- Fnac, le plus grand distributeur français de produits électroniques, l’application immobilière SeLoger et MyFitnessPal, filiale d’Under Armour, sont accusés d’avoir accédé illégalement aux informations personnelles des utilisateurs et de les avoir partagées.
- Ces plaintes ont été déposées par noyb, une organisation européenne à but non lucratif axée sur la protection de la vie privée.
- Les applications visées commenceraient à collecter et à partager des données dès leur ouverture, sans le consentement des utilisateurs.

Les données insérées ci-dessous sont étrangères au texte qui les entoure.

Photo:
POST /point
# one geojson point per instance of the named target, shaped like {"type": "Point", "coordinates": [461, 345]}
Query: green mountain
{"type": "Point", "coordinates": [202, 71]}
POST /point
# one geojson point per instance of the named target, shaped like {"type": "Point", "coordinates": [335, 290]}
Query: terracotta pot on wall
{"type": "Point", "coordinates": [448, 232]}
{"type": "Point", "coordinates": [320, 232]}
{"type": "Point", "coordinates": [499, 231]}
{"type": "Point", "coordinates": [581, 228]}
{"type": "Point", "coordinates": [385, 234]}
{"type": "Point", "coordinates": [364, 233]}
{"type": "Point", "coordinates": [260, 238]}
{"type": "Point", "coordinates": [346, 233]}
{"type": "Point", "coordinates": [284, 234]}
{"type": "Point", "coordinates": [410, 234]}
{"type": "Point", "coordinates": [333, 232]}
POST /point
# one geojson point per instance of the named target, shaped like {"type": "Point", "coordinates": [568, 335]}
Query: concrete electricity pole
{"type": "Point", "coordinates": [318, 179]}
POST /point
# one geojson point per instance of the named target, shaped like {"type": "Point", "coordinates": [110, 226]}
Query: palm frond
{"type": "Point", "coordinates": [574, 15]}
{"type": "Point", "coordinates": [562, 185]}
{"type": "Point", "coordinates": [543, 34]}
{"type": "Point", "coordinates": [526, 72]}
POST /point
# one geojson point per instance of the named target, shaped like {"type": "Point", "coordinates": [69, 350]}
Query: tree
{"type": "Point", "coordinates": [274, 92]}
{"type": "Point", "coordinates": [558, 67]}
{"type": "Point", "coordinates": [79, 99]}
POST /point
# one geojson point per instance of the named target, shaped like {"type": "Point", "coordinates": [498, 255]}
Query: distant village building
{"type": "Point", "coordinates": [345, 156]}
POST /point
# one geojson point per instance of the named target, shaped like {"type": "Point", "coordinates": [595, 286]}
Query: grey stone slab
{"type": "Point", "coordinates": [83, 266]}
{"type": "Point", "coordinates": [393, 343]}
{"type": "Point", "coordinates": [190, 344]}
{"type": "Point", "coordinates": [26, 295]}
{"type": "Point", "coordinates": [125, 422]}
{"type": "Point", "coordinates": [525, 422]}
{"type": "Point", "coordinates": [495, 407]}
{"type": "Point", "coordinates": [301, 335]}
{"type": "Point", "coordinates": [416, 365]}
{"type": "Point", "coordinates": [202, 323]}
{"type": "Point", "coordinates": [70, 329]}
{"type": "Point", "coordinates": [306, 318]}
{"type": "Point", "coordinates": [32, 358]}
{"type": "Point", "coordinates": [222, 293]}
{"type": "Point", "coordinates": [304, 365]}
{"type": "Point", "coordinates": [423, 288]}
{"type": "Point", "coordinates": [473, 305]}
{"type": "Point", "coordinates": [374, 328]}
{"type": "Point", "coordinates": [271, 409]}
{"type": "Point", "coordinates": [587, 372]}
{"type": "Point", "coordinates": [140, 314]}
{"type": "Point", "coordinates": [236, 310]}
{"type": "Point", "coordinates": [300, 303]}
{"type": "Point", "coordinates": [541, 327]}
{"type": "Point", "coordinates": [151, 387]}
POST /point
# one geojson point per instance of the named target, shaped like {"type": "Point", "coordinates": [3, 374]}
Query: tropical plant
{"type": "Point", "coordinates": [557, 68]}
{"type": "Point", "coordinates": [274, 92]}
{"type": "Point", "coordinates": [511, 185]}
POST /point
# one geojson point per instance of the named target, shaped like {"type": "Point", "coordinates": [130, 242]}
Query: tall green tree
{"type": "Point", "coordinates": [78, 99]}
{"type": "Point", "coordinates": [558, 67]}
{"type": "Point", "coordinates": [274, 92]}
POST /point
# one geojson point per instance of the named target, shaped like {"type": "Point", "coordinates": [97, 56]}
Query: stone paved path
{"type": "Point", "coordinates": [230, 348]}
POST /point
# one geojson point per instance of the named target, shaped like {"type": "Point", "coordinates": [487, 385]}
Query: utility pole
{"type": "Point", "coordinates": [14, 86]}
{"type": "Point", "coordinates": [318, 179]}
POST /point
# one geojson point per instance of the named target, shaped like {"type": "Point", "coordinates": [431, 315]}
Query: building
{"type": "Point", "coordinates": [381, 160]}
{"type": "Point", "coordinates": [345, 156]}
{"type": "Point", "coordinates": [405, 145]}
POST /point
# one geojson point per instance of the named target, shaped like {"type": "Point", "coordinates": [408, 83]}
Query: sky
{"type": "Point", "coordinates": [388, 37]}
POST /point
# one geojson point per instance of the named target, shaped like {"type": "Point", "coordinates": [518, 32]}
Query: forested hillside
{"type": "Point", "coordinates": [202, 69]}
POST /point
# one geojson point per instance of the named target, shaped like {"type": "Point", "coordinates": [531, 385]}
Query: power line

- Les données collectées comprennent l’identifiant publicitaire unique de Google (
AdID), le modèle et la marque de l’appareil, ainsi que l’adresse IP locale, puis elles sont partagées avec des tiers.
- Cette collecte massive de données permet le profilage des utilisateurs, afin d’afficher des publicités personnalisées et des campagnes marketing, tout en augmentant les revenus des entreprises.
- Selon la directive ePrivacy, l’accès à des données sur l’appareil de l’utilisateur ou leur stockage n’est autorisé que si l’utilisateur a donné un consentement libre, clair, spécifique et non ambigu. Pourtant, deux des trois applications n’affichaient aucune bannière de consentement au lancement.
- La troisième application affichait bien une bannière de consentement, mais la transmission des données personnelles commençait sans aucune interaction de l’utilisateur.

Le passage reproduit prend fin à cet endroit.